• Janus
    16.2k
    So yes, that is what inflation is, but it is not quite the cause of inflation. It's a necessary condition, but not sufficient. Something else besides more money, creates inflation. My theory was that because there is more money, suppliers anticipate this, or they see behaviors (like people being able to buy more), and then they see they can maximize more profit and increase their prices.schopenhauer1

    As I understand it inflation results when there is an overabundance of money and a scarcity of necessary and/or desirable items.
  • schopenhauer1
    10.8k
    Or what would you declare an "ethical" price? The price that a supplier has to pay for the resources? The price that a supplier has to pay for resources plus a compensation his or her own "work"? (What on Earth is an "ethical" income for one's work?)ssu

    So the price wasn't good enough earlier before the high demand? Again, it is all micro-decisions. Costs don't go up for no reason.

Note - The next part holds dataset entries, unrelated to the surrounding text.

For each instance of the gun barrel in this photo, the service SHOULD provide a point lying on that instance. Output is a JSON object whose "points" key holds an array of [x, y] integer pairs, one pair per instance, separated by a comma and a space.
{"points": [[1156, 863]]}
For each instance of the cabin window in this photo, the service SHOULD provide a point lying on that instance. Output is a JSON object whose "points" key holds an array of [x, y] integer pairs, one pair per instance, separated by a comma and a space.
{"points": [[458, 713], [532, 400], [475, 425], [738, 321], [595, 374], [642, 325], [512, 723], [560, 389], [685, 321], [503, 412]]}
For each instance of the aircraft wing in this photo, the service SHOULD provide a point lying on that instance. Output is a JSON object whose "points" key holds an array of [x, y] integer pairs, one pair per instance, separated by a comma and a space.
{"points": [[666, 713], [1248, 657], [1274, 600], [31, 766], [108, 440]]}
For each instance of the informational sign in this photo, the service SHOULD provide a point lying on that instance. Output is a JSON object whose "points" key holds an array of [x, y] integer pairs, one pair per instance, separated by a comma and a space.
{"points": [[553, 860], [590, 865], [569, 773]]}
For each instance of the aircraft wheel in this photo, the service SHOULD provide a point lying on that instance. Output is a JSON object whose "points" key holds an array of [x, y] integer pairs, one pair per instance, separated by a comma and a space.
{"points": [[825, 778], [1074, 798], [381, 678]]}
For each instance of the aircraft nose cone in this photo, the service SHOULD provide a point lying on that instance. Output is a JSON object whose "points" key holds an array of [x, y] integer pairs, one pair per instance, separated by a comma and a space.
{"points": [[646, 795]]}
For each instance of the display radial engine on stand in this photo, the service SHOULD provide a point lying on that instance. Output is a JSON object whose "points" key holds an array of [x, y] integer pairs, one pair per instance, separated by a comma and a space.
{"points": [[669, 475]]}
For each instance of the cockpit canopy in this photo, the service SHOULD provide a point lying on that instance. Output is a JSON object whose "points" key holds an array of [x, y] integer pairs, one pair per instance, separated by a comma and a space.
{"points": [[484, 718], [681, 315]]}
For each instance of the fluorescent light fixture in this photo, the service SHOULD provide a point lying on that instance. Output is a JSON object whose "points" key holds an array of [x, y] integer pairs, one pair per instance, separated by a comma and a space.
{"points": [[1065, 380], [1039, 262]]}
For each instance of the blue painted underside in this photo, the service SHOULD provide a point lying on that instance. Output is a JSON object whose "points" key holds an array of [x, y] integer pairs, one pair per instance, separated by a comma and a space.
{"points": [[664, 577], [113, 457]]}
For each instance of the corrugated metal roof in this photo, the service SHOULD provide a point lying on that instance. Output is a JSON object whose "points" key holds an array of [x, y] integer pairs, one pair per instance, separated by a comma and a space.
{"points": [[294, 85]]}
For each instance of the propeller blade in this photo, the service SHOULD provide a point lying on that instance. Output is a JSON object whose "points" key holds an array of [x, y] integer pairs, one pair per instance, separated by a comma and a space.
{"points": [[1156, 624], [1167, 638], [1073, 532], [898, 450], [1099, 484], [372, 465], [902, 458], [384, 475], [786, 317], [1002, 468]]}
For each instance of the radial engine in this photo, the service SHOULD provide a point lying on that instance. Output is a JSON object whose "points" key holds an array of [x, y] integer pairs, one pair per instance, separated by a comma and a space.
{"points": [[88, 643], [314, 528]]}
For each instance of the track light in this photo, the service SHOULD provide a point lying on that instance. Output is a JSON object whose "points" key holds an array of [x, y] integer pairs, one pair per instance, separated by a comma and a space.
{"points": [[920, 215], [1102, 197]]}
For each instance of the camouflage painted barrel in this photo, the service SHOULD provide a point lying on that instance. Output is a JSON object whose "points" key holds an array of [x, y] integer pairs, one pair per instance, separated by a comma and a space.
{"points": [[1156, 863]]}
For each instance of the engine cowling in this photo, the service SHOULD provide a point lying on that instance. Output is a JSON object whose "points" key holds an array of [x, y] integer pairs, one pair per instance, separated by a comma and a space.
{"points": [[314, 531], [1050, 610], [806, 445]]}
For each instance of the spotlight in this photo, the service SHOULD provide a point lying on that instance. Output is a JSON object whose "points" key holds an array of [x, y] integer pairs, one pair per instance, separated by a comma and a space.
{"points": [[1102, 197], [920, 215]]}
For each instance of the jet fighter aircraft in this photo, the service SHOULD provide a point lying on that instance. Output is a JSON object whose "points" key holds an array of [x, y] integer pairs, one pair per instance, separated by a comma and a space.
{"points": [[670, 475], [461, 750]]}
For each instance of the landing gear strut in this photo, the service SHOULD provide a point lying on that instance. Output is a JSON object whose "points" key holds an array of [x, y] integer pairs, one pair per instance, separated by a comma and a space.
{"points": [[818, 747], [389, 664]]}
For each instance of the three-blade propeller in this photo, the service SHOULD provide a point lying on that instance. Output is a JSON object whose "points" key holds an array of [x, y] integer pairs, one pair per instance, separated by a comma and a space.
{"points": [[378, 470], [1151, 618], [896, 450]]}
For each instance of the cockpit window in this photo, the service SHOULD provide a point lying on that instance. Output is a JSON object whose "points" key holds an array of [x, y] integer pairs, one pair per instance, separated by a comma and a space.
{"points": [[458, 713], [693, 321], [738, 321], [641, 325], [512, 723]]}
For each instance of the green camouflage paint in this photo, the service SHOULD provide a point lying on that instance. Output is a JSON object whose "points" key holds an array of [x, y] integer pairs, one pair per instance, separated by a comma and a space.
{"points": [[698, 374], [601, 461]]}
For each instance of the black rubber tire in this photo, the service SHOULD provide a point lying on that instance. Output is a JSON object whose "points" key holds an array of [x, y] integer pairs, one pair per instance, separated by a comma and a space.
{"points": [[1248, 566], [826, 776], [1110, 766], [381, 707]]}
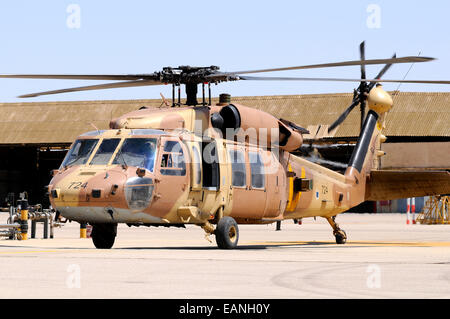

    We are not forced into slavery now days.ssu

    Never implied we should.

    Every employer buys our work and we have the option to either take their offer or not to take it. Remember that every person is the "supplier" of his or her own work.ssu

    Actually, though theoretically true, I'm going to challenge this common notion. Really, a lot of luck and situational context is involved here since we have imperfect knowledge. Usually, we find a job through job boards or "head hunters". Sometimes it is through contacts. Either way, when we find these jobs, we don't necessarily know what we are getting into based on interviews. Sometimes the job is not as it seems. Sometimes the managers, owners, and coworkers are pricks. This isn't all apparent just from the day or two preview for an hour you usually get. Rather, by the time one realizes one doesn't like their work situation, one is already in it deep enough they have to keep going with it at least until they find another job. But it doesn't look good to job hop, so you have that working against you. It also could be timely and take time away from work.. Also, at the end of the day, people are forced into work because they need to survive if they don't want to be homeless, poor, or live in the woods and hack it in the wilderness (or weren't born into money). So there are a lot of small but significant factors that prevent people from fully getting a job they really prefer. Rather, a lot of it is simply giving up preferences, and sometimes those preferences are never met.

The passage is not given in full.